By allowing ads to appear on this site, you support the local businesses who, in turn, support great journalism.
Profits from her barbershop fund Macon woman's artistic dream at art school
Glenda Coleman's art on display at Quinlan Visual Arts Center in Gainesville
Glenda Coleman’s piece “Disconnected” oil on linen is on display through June 3 at Quinlan Visual Arts Center in Gainesville.

Quinlan Spring Exhibitions

When: Through June 3

Where: Quinlan Visual Arts Center, 514 Green St. NE, Gainesville

Cost: Free

More info: or 770-536-2575

Art has always been Glenda Coleman’s passion, but she found herself cutting hair to make a living.

That living, however, allowed the Macon woman to pursue a degree in her passion.

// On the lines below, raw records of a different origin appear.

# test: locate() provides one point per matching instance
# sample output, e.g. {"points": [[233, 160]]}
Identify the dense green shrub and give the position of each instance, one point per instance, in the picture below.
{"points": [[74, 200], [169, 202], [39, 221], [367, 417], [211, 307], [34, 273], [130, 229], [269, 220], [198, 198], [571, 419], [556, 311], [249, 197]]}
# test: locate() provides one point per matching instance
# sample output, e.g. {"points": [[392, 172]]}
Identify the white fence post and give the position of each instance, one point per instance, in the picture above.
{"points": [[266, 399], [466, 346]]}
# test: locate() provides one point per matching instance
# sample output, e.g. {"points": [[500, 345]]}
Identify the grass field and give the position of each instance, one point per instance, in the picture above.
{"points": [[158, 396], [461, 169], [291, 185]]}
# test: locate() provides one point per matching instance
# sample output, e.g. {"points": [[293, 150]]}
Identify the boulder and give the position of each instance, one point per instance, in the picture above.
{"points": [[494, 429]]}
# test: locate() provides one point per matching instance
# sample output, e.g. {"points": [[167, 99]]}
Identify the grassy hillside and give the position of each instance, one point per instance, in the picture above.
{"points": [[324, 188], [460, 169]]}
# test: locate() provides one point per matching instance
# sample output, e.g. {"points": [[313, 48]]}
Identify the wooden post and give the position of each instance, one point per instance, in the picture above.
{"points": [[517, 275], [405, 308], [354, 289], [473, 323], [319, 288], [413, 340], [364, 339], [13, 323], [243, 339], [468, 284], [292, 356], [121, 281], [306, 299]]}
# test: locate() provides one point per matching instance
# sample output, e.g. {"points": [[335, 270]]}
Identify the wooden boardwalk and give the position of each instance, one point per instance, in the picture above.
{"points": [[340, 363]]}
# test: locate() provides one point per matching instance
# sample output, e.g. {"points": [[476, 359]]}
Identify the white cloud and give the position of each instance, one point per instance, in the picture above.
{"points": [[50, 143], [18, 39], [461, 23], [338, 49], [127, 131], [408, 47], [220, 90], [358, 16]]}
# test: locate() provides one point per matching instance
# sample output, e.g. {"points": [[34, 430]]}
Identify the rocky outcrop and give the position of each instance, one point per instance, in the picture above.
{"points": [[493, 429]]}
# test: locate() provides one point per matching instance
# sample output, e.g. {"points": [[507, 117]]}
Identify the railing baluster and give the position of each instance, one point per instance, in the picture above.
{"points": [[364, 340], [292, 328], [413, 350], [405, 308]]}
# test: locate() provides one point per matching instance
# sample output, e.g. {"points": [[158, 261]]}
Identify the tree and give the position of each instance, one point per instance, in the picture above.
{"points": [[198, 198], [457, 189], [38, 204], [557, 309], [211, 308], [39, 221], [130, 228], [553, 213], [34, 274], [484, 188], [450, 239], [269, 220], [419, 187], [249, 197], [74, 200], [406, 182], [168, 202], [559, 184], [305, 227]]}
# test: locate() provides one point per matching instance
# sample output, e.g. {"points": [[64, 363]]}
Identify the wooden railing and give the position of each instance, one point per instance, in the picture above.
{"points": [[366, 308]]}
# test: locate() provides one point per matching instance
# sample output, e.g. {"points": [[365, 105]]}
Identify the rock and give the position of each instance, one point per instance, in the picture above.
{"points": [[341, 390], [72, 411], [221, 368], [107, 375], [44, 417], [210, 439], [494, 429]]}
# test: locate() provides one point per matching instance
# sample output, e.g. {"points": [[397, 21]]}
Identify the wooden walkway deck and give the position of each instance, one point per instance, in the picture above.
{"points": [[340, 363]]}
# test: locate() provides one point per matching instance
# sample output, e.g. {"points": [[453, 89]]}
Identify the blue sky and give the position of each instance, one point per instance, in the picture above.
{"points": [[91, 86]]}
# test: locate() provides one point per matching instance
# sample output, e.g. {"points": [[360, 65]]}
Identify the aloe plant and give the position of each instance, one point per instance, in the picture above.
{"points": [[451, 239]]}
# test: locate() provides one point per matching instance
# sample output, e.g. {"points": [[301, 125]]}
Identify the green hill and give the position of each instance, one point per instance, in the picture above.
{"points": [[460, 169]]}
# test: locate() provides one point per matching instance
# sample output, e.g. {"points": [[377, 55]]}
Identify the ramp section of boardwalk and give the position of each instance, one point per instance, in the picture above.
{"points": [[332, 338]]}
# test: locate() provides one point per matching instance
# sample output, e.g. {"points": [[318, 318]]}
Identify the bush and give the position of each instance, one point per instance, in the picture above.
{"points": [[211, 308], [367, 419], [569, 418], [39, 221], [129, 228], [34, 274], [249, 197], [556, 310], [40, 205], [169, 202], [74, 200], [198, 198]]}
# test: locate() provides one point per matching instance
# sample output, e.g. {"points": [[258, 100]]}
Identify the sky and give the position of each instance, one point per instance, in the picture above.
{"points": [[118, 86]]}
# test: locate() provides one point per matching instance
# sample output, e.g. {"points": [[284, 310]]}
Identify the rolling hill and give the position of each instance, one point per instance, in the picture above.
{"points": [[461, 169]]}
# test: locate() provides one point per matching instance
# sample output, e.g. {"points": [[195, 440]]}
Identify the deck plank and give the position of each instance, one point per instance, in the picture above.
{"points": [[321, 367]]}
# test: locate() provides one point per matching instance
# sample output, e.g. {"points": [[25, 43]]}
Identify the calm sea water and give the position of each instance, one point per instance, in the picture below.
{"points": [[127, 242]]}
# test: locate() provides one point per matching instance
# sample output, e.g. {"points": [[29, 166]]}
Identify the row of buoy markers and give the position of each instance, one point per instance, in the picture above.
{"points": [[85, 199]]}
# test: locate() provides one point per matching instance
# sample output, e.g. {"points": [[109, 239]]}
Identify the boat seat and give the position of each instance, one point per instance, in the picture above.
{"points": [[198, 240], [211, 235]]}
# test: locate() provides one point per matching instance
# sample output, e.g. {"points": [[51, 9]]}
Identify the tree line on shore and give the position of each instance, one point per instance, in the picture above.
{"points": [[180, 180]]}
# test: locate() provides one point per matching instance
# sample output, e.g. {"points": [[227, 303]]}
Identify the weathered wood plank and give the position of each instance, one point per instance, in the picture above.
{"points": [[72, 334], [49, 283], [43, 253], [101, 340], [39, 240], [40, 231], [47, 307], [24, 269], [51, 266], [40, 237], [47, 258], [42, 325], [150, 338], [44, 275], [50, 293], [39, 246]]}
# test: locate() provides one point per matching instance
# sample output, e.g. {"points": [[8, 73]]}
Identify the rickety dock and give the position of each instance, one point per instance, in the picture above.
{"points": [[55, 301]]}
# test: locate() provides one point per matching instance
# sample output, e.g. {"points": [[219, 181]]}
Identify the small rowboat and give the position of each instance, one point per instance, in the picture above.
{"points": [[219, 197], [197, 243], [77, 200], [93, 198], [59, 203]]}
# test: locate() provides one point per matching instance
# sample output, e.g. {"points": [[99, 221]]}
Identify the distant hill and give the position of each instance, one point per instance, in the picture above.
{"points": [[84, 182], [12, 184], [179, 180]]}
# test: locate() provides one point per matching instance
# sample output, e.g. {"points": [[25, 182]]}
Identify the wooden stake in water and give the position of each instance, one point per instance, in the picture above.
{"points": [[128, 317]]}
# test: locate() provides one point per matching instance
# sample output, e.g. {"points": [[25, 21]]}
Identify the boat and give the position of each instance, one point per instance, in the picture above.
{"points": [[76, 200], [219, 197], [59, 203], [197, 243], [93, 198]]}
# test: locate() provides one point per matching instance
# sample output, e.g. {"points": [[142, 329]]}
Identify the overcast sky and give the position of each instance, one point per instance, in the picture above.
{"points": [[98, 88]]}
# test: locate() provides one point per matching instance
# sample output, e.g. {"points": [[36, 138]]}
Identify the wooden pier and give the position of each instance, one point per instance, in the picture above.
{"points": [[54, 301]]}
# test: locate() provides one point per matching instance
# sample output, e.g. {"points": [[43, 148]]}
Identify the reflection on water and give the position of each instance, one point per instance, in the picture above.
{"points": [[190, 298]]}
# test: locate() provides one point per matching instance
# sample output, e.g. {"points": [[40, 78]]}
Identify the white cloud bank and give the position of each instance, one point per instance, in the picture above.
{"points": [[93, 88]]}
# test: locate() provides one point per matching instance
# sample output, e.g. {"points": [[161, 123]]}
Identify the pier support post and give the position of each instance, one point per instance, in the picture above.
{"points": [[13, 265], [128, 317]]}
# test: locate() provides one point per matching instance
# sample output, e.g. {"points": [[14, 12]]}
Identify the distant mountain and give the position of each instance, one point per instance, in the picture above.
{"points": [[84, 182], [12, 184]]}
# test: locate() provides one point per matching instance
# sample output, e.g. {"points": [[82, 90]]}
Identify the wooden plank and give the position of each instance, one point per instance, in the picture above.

“I went back late in life to get my college degree in studio art,” Coleman said. “I was like 30 when I went back. I finally had the money to put myself through college.”

She earned the money by opening her own barbershop, Glenda’s Cove, in 1975.

“I owned a barbershop throughout the time I was going through school,” she said. “It was my own business that I had started, cutting men’s hair.”

Coleman said it took her about 10 years to earn her bachelor’s degree in studio art from Wesleyan College in Macon. After receiving her degree in 2000, she continued working at the barbershop while putting effort into her art. She said she showed her work at different places and entered contests.

Last year though, Coleman retired and closed down her business.

“I was totally burnout cutting hair,” she said.

The 64-year-old is now fully focused on her art. Coleman is part of the Ocmulgee Painters Society, a group of artists showcasing its work at the Quinlan Visual Arts Center in Gainesville. It is part of the Spring Exhibitions, which runs through June 3.

“I think I’ve been with them (the Ocmulgee Painters Society) for maybe six years,” she said. “I like to show as much as I can.”

Coleman described her art as “contemporary, impressionistic.”

“I have my own style,” she said. “Each person has their own individual style, and I’m just trying to still learn.”

To learn, Coleman is still taking classes, because she said she feels she doesn’t know enough.

“The more I know about art, the less I know,” she said. “It’s just a continuous learning process.”

She said many of her paintings are stories.

“Once you start painting it, then the story starts revealing itself to you,” she said.

Her work at the Quinlan reflects her inspiration of storytelling, including one titled “The Long Walk.”

“I was taking a walk on the beach, and rarely you’ve got a beach where there are no high rises and condos,” she said. “And it was about me feeling the past of the beaches not being built up. It was so nice and tranquil and quiet without all the people.”